The Chicago Bulls still don't have much offense without Derrick Rose, but after struggling in the first period, they shut down the 76ers all night long and used their size advantage to get points on the board.
Chicago owned the glass
Be it Noah, Gibson, or Omer, the 76ers couldn't box out the Bulls on the interior. They didn't have the size and went small most of the night. The Bulls dominated the offensive glass, and Philly repeatedly hacked the Bulls big men in an attempt to slow them down accounting for 20 of the Bulls 31 free throws.
In particular, Joakim Noah proved particularly difficult for the 76ers to handle as he continued his spectacular play. He made plays as a ball handler, and drew foul after foul as well as pulling down five offensive boards.
Teams that can't shoot the three struggle against Chicago
Chicago's swarming defense clogged up the interior and made life too difficult for the 76ers to score consistently. Philly failed to stretch the floor to any notable degree shooting just 3/13 from beyond the arc. Chicago has an elite defense, and if they don't need to defend further than 18 feet out, no team is going to consistently score against them.
Luol Deng continues to struggle
Over the past two games Deng has combined from 1 for 11 from the three point line, and Deng's three point shooting has been the only thing keeping his offensive game afloat. He dribble penetration game has dwindled with the wrist injury, and Deng hasn't been moving off the ball in the offense as much as in the past.
He's become an expensive spot up shooter who can play defense. Those are still valuable skills, but it's not what the Bulls would get from a fully healthy Deng.
C.J. bounces back
Watson was only 6/15 from the field, but he knocked down 4/8 from beyond the arc and ended up with 20 points on his 16 shot attempts.
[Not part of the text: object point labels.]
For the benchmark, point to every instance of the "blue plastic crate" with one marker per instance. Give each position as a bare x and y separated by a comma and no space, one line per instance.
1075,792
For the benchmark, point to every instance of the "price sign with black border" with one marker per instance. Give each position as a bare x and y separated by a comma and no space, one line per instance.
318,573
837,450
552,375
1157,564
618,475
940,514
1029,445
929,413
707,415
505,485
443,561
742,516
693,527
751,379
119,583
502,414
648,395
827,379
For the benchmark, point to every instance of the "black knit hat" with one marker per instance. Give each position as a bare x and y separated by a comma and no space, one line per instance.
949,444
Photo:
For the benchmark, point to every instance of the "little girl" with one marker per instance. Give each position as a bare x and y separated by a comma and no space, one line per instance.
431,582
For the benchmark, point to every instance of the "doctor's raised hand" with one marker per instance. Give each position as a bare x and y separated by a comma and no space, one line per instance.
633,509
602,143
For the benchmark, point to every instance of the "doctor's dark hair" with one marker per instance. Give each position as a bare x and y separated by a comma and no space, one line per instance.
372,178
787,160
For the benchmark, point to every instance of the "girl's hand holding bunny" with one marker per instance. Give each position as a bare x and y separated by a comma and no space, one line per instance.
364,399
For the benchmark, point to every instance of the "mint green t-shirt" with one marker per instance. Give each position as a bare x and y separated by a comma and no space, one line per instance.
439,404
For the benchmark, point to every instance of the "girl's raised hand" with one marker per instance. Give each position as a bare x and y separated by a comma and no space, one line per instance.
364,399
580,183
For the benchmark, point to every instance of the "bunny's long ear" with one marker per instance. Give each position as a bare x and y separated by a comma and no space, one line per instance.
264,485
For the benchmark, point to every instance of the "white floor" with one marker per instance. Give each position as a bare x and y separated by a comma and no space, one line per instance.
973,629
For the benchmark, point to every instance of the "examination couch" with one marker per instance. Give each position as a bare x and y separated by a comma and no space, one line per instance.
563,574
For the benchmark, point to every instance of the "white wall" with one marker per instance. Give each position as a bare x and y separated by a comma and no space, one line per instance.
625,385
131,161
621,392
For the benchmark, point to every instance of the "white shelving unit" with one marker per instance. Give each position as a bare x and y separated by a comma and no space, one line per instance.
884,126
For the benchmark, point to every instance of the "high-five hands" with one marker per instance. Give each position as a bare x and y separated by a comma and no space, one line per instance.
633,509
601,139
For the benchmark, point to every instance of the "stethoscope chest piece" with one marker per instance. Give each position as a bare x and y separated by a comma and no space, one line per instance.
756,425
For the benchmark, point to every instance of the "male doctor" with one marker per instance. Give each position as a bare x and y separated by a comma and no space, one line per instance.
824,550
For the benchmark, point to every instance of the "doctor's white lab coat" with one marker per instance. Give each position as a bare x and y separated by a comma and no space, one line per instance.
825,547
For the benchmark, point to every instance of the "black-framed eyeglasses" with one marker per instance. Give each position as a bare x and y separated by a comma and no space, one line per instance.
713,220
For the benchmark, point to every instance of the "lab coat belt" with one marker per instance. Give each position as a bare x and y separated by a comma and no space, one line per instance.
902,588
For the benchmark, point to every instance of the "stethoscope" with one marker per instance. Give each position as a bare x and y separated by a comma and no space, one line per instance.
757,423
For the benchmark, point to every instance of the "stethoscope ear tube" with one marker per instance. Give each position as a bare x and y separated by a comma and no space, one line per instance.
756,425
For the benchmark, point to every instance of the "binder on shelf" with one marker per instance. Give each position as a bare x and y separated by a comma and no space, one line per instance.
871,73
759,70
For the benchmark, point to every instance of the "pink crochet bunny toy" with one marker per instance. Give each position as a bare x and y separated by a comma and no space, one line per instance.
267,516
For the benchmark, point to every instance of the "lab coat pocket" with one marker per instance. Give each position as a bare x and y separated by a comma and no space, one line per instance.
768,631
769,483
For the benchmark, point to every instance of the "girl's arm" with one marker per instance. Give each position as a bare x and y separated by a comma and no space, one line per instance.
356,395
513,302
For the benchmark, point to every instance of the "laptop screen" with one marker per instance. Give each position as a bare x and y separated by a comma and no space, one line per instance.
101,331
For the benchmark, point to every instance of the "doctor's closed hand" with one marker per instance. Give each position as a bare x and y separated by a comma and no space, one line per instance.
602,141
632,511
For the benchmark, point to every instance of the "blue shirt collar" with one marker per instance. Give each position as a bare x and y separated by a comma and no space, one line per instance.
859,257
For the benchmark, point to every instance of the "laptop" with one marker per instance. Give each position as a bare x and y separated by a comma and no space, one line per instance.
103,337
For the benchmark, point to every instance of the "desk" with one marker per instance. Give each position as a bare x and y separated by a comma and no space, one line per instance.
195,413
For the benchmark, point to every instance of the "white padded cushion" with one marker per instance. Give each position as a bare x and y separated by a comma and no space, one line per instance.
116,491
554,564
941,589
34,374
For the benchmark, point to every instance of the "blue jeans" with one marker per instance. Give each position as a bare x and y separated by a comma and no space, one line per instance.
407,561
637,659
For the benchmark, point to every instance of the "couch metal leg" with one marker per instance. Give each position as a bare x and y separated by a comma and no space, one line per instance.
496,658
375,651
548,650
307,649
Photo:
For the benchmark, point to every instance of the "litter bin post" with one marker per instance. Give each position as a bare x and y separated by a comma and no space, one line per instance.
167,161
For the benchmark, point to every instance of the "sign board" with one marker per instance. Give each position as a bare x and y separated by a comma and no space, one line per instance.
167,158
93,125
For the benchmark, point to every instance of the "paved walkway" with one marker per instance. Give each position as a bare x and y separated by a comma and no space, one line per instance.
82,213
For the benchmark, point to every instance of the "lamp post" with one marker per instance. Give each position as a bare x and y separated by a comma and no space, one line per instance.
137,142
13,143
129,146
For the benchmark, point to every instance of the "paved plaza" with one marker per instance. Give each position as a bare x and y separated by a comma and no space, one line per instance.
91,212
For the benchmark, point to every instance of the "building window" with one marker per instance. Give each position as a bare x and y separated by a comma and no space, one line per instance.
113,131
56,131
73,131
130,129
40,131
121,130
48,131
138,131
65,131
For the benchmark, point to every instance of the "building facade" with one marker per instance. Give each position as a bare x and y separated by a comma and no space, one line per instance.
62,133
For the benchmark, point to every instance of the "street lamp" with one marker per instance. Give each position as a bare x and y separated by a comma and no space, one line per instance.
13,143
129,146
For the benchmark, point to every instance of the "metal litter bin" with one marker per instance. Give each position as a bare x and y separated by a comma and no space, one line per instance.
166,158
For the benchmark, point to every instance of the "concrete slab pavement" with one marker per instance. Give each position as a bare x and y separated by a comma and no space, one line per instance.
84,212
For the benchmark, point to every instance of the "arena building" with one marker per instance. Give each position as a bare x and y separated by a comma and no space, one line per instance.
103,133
Watson wasn't efficient inside the arc, but he offset that with some great shooting and kept the ball movement going better than Lucas and James [who was somewhat a disaster perhaps quieting his fan club].
Lucas and James play a similar brand of basketball. They both overdribble, underpass, shoot with no conscience, and can go big hot streaks while mostly shooting poorly. When either guy is on a roll, you wonder, why isn't he the backup PG for someone? However, both guys tend to spend a lot more time not on a roll than on one.
Watson has his strengths and weaknesses himself, but he generally keeps the ball moving, hits his open threes, and plays decent defense. He struggles to finish when attacking the basket if there is help defense in the area, and frequently struggles as a shooter when not taking spot up shots.
That said, he's still quite a step above James/Lucas.
It wasn't a pretty, but a win with Rose out is a good win
Sure, the Bulls didn't play their best, but without Rose, a win is a win. While they've had their ups and downs, the Bulls have really done a tremendous job of finding ways to win games despite the obstacles in their way.